Hey Flett--
Just watched Quigley Down Under this morning for the first time since the late 90s and noticed how well it has weathered the years. Looks brand new and not a bit dated!
Completely agree with you on that score about the final battle. I too was reminded of the last shoot-out in Shane. Hard, sharp, and fast, and very realistic because of that. Also, I think the fact that the characters of Shane and Quigley were so immensely likable, who risked everything to defend the defenseless, and were viciously stomped by the bad guy(s) at least once, strongly invested the audience in seeing Shane and Quigley get back up on their feet and thoroughly crush an evil-soaked villain, and move on to presumably live and fight another day. The audience is pulling (that's "barracking" for the lads in Collingwood--Go Magpies!) for the hero with the same gripping intensity in both films. Directors George Stevens (Shane) and Simon Wincer (Quigley) simply did their job and delivered genuine Western heroic stories for the ages.
I learned recently Stevens finished shooting Shane in 1951 and edited and added and took away and otherwise fine-tuned it for nearly two years before finally giving it to Paramount for release in 1953. So maybe he had loads more time than most to get it exactly how he wanted. Still, that's just part of how he made it. Whether Wincer got all the time he wanted in post-production (or a whopping two years like Stevens) is actually irrelevant. What matters is what gets on the screen and how the audience feels about it when the lights go up. Quigley broke even on first release (not a good thing), while Shane made $30 million on a $3.1 million budget, and those are 1953 dollars. Therefore, this comparison of final gunbattles has to bring Quigley up to Shane level. That is a pretty tall platform. Shane is on many top 100 Best Movies Ever lists and even some of the really stuck-up film cognoscenti in New York City who I would wager have never been west of New Jersey call it Stevens' masterpiece which can stand up to any film, Western or not. Wow. Of course they are correct, but...if you only knew how U.S. Eastern Coast-centered those people are about everything, it's stunning to hear such praise for a Western.

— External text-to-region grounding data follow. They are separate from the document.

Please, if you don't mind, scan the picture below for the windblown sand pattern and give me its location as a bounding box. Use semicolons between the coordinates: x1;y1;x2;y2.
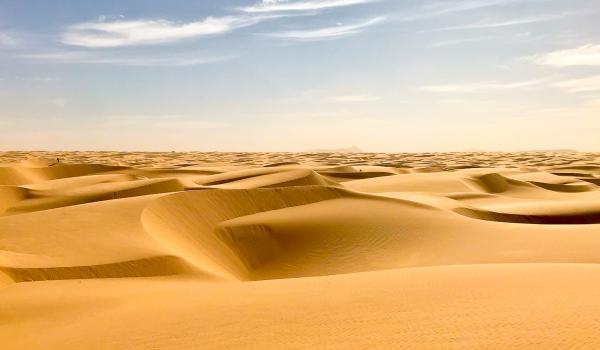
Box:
1;151;600;349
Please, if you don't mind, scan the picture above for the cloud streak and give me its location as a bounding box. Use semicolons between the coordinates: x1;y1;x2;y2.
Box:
264;16;385;40
427;36;492;48
554;75;600;93
396;0;545;22
531;44;600;67
61;16;261;48
241;0;378;13
421;13;570;33
421;79;546;93
20;51;236;66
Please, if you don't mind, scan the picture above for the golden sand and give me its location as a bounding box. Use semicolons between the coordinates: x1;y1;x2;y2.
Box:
1;151;600;349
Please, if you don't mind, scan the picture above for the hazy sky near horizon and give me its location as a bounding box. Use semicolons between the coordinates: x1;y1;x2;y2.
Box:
1;0;599;151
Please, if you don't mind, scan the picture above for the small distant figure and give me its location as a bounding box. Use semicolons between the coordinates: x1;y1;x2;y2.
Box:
48;157;60;167
56;157;60;164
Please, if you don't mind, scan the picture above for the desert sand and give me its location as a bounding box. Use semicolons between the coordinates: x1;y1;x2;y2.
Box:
1;150;600;349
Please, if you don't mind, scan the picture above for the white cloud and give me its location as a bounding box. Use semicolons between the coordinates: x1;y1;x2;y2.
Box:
421;13;570;33
241;0;378;13
20;51;236;67
421;79;546;93
61;16;261;48
0;32;20;46
422;74;600;95
531;44;600;67
331;94;382;102
264;16;385;40
554;75;600;93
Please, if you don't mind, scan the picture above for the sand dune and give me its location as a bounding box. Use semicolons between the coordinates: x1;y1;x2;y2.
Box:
1;151;599;348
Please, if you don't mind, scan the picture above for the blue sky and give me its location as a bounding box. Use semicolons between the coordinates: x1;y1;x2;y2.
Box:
1;0;599;151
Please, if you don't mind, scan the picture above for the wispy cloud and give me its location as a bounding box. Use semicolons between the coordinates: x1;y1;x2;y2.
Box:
264;16;385;40
427;36;492;48
19;76;61;82
61;16;261;48
421;13;570;33
423;75;600;94
397;0;541;21
518;99;600;122
531;44;600;67
0;76;60;82
421;79;546;93
424;0;521;13
20;51;236;66
331;94;382;102
554;75;600;93
105;115;230;129
241;0;378;13
427;30;556;48
0;32;21;46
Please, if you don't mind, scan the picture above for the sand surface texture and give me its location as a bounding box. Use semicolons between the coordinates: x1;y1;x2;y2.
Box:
1;151;600;349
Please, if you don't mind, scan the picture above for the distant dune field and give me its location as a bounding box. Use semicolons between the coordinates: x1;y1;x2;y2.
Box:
1;151;600;349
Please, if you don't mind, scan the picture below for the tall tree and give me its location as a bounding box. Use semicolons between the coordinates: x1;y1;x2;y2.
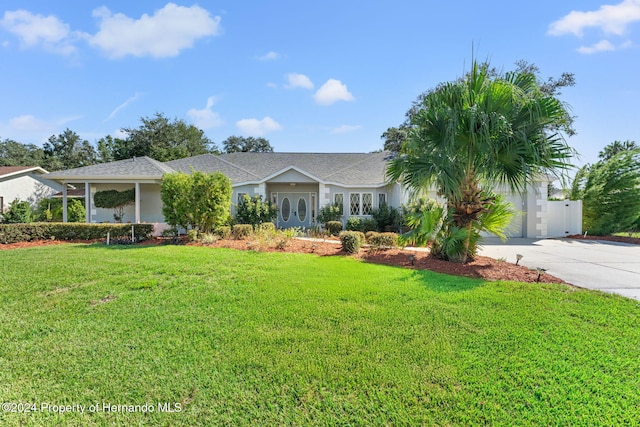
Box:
380;127;408;153
43;129;97;171
223;136;274;153
387;60;575;262
0;139;45;167
117;113;219;161
598;140;638;161
571;149;640;235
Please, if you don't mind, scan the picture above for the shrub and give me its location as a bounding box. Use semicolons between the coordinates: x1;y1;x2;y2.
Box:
258;222;276;233
214;225;231;239
0;223;154;244
94;189;135;223
367;232;398;249
346;216;362;231
199;233;218;244
326;221;343;236
362;218;377;233
161;171;232;233
34;198;85;223
339;230;364;254
187;229;199;242
235;195;277;227
161;227;179;238
365;231;378;242
317;204;342;224
232;224;253;239
2;199;32;223
371;203;403;232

As a recovering Quigley says before downing a live worm given him by his insistent Aboriginal nurse,"Thank you, ma'am, much obliged."
But Quigley Down Under (the film) now has a very high reputation compared to the break-even box office of it's first run 25 years ago. In another 25 years, 2040, it may be on an even higher level. You and I think it's already classic, but could it be widely recognised classic status, by then, maybe? Stranger things have happened.
In any case Quigley Down Under and Shane are classics today, one minor, one major, which only get better as they age, because their stories and characters are very strongly defined, well acted, and enlist the audience to barrack (MAGPIES!) for the heroic final outcome.